Paul J. Lucas pauljlucas at mac.com
Sun Jan 30 11:48:23 PST 2005


Given:

    protected Ignore
        :   (   WhiteSpaceChar
            |   "(:" ( options { greedy = false; } : . )* ":)"
            )+
        ;

    protected Keywords
        :   // ...
        |   (Identifier (Ignore)? '(' ~':')=> Identifier {
                $setType( FUNCTION_NAME );
            }
        ;

That is "Ignore" is used in predicates to ignore either whitespace or comments
-- a comment in XQuery is (: like this :)

I do get a "nongreedy block may exit incorrectly due to limitations of linear
approximate lookahead" warning for "Ignore".

If I have an "Idenfitier" optionally followed by "Ignore" followed by '(' but
not followed by a ':', then I have a function name.  I want to handle all the
cases of:

    foo( ...
    foo ( ...
    foo (: comment :) ( ...

That is allow zero or more whitespaces or comments in between the Identifier
and the '('.  The second case above doesn't work.
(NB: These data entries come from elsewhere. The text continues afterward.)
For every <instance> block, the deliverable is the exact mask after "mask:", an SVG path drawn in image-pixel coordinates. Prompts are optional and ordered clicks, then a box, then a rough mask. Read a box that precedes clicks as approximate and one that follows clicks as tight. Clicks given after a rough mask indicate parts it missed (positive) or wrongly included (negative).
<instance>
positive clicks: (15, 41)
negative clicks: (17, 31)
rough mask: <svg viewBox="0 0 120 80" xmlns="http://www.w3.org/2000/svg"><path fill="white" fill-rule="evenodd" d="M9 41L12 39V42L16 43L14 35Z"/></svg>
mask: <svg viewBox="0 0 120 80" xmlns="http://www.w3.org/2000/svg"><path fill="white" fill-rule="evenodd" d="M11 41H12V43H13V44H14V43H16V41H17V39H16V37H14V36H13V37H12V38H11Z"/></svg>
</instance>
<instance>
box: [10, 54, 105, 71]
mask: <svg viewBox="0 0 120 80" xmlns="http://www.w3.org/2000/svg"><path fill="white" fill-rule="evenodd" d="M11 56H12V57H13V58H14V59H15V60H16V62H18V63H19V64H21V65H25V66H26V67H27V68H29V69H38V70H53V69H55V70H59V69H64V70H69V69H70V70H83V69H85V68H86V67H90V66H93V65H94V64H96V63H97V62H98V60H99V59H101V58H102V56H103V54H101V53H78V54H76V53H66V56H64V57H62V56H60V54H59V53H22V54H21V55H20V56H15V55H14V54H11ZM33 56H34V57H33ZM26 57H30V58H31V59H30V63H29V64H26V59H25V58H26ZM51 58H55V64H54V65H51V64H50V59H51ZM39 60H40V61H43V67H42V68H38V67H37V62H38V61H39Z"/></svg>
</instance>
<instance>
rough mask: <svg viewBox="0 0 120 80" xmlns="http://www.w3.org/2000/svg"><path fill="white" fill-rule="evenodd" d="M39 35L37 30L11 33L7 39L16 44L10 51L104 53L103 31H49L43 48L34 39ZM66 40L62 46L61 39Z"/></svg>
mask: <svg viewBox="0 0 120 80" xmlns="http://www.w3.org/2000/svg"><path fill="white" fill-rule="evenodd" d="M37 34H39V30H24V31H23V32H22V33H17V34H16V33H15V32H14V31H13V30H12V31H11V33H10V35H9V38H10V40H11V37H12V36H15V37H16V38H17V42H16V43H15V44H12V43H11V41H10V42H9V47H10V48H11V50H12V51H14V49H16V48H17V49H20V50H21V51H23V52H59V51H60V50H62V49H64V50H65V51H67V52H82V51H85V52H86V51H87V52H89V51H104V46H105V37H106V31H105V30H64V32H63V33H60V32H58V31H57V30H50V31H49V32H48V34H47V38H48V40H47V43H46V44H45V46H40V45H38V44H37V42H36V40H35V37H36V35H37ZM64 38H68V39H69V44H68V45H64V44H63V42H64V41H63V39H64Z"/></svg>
For the ANTLR-generated code for "Ignore" I get in part:

    switch ( LA(1)) {
    case '\t':  case '\n':  case '\r':  case ' ':
    {
        mWhiteSpaceChar(false);
        break;
    }
    case '(':
    {
        match("(:");

The execution enters the '(' case above, but then match() throws a
RecognitionException because it doesn't match "(:".  Back in the "Keywords"
ANTLR-generated code, it's:

    try {
        mIdentifier(false);
        if ((_tokenSet_6.member(LA(1))) && (_tokenSet_7.member(LA(2)))) {
            mIgnore(false);
        }
        else if ((LA(1)=='(') && (_tokenSet_8.member(LA(2)))) {
        }
        else {
            throw new NoViableAltForCharException((char)LA(1), getFilename(), getLine(), getColumn());
        }
        match('(');
        matchNot(':');
    }
    catch (RecognitionException pe) {
        synPredMatched255 = false;
    }

What I *want* to happen is for execution to pick up at the "else if" above, but
since mIgnore throws a RecognitionException, it jumps to the "catch" which is
*not* what I want.

It seems to me that the ANTLR-generated code for "Ignore" should *not* throw a
RecognitionException for my second case.  Why doesn't the generated code
explicitly check for ':' after '(' and if the character is *not* ':' simply
exit?

How can I get what I want?

- Paul



More information about the antlr-interest mailing list